Tuesday, September 22, 2015

Cross-border Implications of Chinese Police Brutality

The recent trial of the men who attacked news editor, Kevin Lau, raised the issue of police brutality on the Chinese mainland in cross-border criminal cases. Without a fugitives surrender agreement, there is little law to govern the capture and return of suspects from the mainland to Hong Kong. Important legal questions remain unclear. Do suspects enjoy Basic Law rights while being questioned by mainland officers? What are the consequences in Hong Kong if those rights are violated? Common law rules of evidence require that a confession given to a person in authority must be proven to be voluntary to be admissible, meaning proof of the absence of threats, inducements and oppression when the statement was taken. A statement taken in Hong Kong may appear to be voluntary but can still be excluded if oppression from the mainland interrogation taints the Hong Kong investigation. 
     Beyond excluding confession evidence, which the prosecution may not need, are there other implications for the criminal trial? At one time common law courts paid little attention to police violence unless the conduct compromised the quality of the evidence or violated a defendant’s right to silence. Courts now show greater concern with how cases have been investigated and pursued. Judges have a duty to ensure “that the integrity of the judicial system is not compromised” and that the “administration of justice is not brought into disrepute” (HKSAR v Muhammad Riaz Khan (2012) 15 HKCFAR 232, [18]). Serious police illegality or misconduct may amount to “an affront to the public conscience” and require the criminal proceedings to be judicially stayed, meaning permanently suspended (HKSAR v Lee Ming Tee (2001) 4 HKCFAR 133, [149]).
     While the law here is still developing, recent Canadian cases have held that police brutality can amount to an abuse of process warranting a stay of proceedings. In R v Bellusci [2012] 2 SCR 509, the defendant prisoner was charged with intimidating a guard; the charge was stayed because the guard in revenge had grievously assaulted the prisoner, who was handcuffed and shackled. In R v Tran (2010) 103 OR (3d) 131 (CA), very serious home invasions charges were stayed where the defendant, after turning himself in, was beaten by two officers who broke Tran’s jaw and tried to conceal their misconduct. In a robbery case, R v Singh, 2013 ONCA 750, the court wrote: “society cannot tolerate – and the courts cannot permit – police officers to beat suspects in order to obtain confessions”. Three officers were involved in the beating and one said to the defendant, “sorry…It’s part of my job”, to which the court said, “It is not.” Cases have also accepted that police brutality can justify a reduction in sentence (R v Nasogaluak [2010] 1 SCR 206).

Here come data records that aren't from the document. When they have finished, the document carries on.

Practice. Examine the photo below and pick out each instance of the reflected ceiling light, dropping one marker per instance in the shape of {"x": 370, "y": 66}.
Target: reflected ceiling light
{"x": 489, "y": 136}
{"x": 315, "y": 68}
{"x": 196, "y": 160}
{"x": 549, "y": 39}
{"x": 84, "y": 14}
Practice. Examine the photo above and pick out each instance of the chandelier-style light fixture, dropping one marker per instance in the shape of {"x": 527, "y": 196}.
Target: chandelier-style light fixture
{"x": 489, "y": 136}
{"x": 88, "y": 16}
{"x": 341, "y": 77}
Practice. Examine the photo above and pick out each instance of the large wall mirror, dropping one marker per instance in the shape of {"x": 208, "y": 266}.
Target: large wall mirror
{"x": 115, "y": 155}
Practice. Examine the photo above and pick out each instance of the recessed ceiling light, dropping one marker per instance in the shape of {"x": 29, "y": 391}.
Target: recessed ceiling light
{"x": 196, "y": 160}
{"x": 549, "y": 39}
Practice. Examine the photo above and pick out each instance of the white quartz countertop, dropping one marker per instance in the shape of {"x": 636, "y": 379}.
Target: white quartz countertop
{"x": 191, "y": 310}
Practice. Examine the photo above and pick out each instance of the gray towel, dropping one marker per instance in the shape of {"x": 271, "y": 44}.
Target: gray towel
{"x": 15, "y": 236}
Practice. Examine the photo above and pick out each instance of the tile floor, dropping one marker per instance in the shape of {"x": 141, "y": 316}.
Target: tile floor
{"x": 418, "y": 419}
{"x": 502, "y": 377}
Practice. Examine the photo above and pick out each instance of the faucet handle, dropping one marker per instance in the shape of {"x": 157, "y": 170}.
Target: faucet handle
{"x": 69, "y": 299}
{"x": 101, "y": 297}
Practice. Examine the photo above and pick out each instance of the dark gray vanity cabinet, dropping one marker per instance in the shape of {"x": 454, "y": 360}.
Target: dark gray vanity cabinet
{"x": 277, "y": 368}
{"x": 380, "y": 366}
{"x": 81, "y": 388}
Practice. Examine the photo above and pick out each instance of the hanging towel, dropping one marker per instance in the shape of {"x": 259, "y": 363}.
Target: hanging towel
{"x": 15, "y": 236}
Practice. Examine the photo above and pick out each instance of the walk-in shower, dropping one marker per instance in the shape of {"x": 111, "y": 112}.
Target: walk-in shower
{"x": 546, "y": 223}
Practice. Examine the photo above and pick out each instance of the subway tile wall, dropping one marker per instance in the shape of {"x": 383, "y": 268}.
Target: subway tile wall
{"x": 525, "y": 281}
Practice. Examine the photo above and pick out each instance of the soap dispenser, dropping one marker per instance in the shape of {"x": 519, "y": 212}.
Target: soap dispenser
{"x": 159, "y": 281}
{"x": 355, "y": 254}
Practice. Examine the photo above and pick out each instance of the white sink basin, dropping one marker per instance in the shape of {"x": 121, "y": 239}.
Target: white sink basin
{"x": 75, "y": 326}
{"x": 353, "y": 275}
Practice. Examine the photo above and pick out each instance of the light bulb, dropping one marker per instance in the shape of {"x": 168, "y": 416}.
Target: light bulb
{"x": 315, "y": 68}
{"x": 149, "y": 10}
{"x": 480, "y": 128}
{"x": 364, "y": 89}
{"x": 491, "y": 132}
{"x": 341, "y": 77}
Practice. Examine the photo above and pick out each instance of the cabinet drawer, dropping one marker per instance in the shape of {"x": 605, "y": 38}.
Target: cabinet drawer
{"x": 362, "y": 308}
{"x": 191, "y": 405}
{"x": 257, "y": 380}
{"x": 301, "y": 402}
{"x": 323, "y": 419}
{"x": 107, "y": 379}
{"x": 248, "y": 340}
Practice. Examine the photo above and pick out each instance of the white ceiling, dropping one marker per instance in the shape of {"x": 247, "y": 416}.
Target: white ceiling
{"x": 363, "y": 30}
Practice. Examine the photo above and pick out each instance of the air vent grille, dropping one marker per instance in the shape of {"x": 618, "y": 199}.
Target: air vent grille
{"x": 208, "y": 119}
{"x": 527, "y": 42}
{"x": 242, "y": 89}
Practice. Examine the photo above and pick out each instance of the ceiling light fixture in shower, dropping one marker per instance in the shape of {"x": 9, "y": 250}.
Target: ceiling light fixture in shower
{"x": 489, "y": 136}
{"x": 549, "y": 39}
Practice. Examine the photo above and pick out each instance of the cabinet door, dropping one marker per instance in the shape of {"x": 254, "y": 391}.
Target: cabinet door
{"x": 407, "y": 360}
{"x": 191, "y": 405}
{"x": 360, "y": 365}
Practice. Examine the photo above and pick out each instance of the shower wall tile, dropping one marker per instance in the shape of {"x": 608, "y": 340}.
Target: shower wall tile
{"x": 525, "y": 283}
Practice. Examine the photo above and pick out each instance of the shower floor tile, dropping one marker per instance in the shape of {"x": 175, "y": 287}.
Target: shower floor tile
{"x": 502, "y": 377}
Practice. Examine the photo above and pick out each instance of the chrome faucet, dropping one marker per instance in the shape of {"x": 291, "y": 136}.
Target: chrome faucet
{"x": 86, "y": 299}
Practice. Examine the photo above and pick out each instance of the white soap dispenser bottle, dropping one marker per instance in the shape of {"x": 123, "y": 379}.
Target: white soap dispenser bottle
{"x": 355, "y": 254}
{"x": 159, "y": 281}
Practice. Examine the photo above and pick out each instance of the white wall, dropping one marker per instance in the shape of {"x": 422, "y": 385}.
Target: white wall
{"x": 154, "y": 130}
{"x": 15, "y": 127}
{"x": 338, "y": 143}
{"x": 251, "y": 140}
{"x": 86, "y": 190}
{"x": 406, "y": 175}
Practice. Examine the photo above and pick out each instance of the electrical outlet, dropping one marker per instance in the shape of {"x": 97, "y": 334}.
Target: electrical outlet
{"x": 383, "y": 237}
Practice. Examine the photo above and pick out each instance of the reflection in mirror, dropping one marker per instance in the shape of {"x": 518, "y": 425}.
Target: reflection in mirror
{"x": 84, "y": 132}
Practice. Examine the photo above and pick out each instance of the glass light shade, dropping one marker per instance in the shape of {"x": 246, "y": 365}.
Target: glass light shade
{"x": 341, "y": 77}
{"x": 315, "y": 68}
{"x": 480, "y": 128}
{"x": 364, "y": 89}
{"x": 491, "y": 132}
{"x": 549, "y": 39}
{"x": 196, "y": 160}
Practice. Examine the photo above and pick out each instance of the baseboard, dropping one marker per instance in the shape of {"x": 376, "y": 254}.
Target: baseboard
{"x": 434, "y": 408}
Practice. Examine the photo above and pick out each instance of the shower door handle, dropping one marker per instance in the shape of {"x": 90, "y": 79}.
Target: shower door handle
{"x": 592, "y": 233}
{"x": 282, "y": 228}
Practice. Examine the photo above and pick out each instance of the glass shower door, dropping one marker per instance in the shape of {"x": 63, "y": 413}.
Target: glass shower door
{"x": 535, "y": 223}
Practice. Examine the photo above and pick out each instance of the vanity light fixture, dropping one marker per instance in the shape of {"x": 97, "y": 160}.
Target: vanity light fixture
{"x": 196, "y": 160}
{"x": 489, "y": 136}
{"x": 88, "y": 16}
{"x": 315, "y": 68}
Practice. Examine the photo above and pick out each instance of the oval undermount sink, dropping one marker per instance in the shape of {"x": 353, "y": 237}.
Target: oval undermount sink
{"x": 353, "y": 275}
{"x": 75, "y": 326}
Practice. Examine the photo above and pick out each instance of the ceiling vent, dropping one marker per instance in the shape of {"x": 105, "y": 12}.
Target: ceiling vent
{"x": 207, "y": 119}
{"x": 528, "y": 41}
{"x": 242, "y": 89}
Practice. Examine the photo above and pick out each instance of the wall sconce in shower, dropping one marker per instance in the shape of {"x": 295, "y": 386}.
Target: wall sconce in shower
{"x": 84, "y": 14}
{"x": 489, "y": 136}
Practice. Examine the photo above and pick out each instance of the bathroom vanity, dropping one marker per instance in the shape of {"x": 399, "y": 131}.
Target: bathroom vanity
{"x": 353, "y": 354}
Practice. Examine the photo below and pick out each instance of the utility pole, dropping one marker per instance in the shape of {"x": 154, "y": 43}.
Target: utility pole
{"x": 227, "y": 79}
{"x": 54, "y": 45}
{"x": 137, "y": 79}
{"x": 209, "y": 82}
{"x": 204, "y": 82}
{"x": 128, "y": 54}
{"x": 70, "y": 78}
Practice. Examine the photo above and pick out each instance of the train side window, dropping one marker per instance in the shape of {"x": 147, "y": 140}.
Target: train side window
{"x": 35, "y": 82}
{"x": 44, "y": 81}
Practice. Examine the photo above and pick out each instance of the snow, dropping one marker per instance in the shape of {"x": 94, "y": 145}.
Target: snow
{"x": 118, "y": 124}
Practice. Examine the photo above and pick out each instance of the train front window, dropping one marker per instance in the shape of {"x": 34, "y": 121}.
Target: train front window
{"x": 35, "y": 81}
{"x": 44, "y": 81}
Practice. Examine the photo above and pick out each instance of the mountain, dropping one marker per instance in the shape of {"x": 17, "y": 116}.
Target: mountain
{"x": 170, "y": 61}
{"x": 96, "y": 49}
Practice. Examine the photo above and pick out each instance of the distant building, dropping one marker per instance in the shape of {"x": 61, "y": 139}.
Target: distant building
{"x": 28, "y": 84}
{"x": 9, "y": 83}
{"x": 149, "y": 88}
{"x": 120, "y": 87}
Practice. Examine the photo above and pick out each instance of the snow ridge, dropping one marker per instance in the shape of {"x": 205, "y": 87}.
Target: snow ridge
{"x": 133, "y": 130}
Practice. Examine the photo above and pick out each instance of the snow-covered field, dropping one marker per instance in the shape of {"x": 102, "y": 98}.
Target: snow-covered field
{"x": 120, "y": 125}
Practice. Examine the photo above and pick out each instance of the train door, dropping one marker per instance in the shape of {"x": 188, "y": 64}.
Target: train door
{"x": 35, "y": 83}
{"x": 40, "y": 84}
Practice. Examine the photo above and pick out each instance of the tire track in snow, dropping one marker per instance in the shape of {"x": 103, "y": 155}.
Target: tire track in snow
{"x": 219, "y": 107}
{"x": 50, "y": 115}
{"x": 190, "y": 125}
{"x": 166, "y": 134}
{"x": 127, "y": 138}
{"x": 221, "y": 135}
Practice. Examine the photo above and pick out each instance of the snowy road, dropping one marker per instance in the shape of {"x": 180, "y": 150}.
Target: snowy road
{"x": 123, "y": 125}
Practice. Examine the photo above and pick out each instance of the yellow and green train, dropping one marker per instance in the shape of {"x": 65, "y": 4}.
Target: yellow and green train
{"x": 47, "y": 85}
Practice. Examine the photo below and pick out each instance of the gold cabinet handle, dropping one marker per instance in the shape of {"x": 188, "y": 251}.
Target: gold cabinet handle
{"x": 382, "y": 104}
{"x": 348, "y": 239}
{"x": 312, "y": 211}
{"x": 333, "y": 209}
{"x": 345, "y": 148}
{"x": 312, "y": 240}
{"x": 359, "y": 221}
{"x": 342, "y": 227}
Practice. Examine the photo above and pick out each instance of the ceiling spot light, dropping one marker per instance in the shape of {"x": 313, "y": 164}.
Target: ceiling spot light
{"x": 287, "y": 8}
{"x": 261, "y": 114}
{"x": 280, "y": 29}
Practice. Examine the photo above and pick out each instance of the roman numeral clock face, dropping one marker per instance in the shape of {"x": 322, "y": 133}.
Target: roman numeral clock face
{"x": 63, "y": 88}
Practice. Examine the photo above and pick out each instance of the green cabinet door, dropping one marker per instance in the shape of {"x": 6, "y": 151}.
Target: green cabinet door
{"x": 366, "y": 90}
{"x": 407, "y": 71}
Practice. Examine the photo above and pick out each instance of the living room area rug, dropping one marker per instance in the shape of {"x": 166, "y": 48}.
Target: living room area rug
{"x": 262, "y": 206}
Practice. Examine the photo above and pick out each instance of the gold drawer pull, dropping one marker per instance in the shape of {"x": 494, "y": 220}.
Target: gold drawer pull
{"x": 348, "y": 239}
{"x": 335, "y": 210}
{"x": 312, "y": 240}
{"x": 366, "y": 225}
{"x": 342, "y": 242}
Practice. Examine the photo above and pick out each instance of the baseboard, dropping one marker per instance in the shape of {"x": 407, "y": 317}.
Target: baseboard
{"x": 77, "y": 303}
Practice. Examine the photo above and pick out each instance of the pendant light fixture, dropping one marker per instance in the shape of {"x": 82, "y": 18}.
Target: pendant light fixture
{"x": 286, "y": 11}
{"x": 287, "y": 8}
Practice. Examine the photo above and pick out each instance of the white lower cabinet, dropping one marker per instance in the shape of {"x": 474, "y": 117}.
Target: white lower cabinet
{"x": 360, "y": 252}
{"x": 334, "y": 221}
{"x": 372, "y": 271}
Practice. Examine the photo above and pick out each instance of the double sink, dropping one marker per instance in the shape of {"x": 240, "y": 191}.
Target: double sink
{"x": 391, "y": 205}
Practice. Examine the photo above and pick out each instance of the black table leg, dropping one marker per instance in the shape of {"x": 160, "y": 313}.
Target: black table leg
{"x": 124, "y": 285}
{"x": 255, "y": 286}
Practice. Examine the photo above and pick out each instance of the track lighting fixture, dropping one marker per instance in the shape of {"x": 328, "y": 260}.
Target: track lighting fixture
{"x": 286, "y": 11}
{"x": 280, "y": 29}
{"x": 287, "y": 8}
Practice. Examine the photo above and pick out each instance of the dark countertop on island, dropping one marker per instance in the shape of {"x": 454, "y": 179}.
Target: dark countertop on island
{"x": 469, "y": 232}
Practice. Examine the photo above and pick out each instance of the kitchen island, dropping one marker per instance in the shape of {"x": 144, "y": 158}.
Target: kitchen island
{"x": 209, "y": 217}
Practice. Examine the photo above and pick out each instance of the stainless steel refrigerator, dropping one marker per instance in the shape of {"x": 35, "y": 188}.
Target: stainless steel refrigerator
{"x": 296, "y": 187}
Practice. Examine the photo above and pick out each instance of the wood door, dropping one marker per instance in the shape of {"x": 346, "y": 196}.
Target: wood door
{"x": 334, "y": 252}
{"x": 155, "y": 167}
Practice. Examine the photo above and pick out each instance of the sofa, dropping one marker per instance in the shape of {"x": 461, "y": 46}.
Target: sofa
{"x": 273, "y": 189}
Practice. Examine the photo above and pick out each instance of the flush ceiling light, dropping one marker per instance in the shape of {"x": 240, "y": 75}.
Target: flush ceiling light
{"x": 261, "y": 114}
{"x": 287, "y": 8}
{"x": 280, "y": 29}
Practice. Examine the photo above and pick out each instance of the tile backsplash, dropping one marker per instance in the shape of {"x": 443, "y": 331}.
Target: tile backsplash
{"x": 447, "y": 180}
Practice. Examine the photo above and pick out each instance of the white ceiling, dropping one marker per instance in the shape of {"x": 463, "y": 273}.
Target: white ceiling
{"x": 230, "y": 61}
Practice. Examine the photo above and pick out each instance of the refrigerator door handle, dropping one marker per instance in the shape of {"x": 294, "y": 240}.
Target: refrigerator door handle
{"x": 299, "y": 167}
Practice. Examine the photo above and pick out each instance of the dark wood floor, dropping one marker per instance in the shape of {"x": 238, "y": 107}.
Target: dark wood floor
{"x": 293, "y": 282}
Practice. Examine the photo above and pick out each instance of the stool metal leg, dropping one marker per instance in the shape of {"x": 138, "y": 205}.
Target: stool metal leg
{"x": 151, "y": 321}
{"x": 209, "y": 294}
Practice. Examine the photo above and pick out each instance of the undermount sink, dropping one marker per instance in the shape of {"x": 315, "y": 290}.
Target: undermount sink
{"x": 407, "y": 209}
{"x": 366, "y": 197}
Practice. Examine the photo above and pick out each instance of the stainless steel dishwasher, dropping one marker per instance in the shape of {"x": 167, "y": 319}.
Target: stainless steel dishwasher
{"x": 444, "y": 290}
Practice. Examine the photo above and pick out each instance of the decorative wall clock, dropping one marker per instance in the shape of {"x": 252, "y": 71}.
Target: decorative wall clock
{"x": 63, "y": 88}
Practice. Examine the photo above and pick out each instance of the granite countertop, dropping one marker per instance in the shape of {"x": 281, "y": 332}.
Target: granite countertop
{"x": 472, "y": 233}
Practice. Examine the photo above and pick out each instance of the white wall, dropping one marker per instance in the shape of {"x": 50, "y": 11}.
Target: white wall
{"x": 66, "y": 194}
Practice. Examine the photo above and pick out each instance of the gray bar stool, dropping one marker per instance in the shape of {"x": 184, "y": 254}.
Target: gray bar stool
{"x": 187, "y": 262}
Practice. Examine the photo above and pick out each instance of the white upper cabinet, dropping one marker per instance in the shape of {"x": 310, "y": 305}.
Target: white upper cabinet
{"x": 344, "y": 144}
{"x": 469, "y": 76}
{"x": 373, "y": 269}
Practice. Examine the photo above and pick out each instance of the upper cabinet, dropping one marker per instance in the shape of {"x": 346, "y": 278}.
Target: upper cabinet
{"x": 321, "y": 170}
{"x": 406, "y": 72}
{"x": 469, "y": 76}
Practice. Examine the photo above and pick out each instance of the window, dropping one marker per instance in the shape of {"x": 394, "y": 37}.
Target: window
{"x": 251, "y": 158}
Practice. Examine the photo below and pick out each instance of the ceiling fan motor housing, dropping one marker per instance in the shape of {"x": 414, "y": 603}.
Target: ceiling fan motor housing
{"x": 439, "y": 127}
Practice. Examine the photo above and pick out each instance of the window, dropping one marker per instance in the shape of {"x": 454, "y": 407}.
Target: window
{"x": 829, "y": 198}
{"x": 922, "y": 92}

     Following the approach of these cases would be a strong affirmation of judicial integrity and the rule of law. But the greater hurdle in any case will be to convince the court that the abuse did in fact take place.  Written by Simon Young.  An edited version of this article was published in the South China Morning Post on 22 September 2015 with the online heading of "Upholding the rule of law: abuse of defendants no longer 'part of the job'".